Yes — Supabase is free to self-host under the Apache-2.0 license, and you only pay for your own server. The managed cloud has a free tier (2 active projects, 500 MB database each, paused after a week of inactivity), then a Pro plan at $25/month and a Team plan at $599/month for larger or compliance-bound teams.
Where does Supabase fall short?
- Offline support is less mature than Firebase — there’s no full offline-sync SDK, so apps with spotty connectivity must handle caching and conflict resolution themselves.
- It expects SQL knowledge. Designing schemas and writing row-level security policies has a steeper learning curve than Firebase’s schemaless NoSQL approach.
- Self-hosting the full stack (database, auth, storage, realtime, functions) is more involved than running a single service, and a few cloud-only conveniences aren’t in the self-hosted build.
What does Supabase replace?
Supabase is an open source alternative to Firebase, Google’s app backend platform. It covers the same core jobs — database, authentication, storage, and realtime updates — but on an open Postgres foundation you can self-host, with SQL instead of Firestore’s NoSQL and no per-read billing.
FAQ
Is Supabase open source? Yes. The platform is released under the Apache-2.0 license and built on open source components like PostgreSQL, PostgREST, and GoTrue. You can self-host the entire stack.

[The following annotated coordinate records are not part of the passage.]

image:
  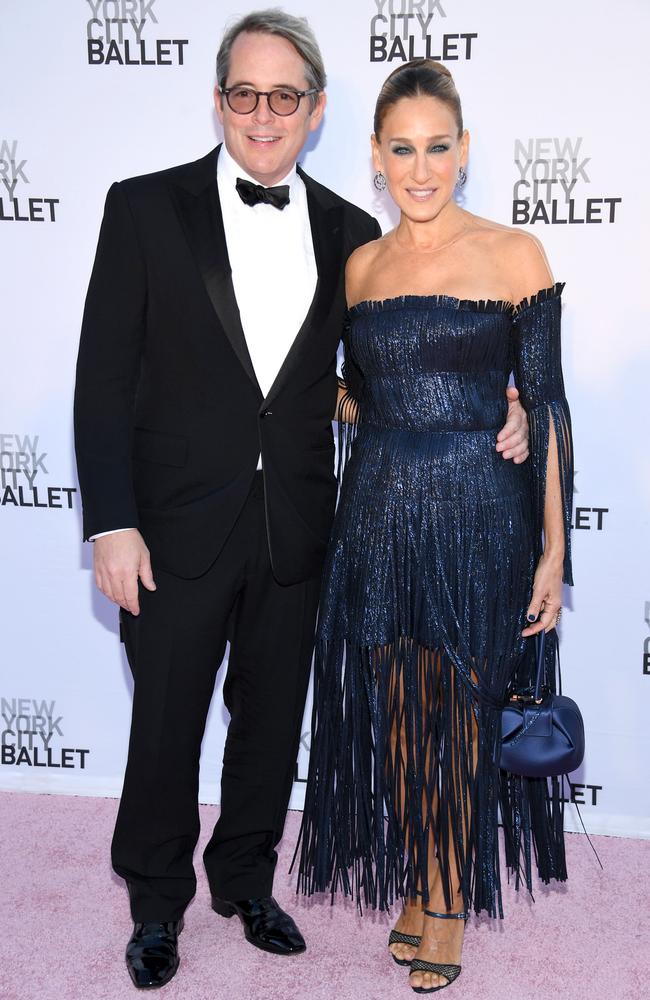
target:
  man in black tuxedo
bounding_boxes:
[75,11,526,987]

Can I self-host Supabase for free? Yes. Self-hosting with Docker or the Supabase CLI is free — you only pay for the server it runs on. The managed Supabase Cloud is the paid, convenience option.
Is Supabase a good Firebase alternative? For most apps, yes — especially if you want a relational SQL database, open source components, and no vendor lock-in. Firebase still leads on built-in offline sync and mobile SDK maturity.
What do I need to self-host Supabase? A server with Docker. The self-hosted stack runs Postgres plus the Supabase services — auth, storage, realtime, APIs, and edge functions — via Docker Compose.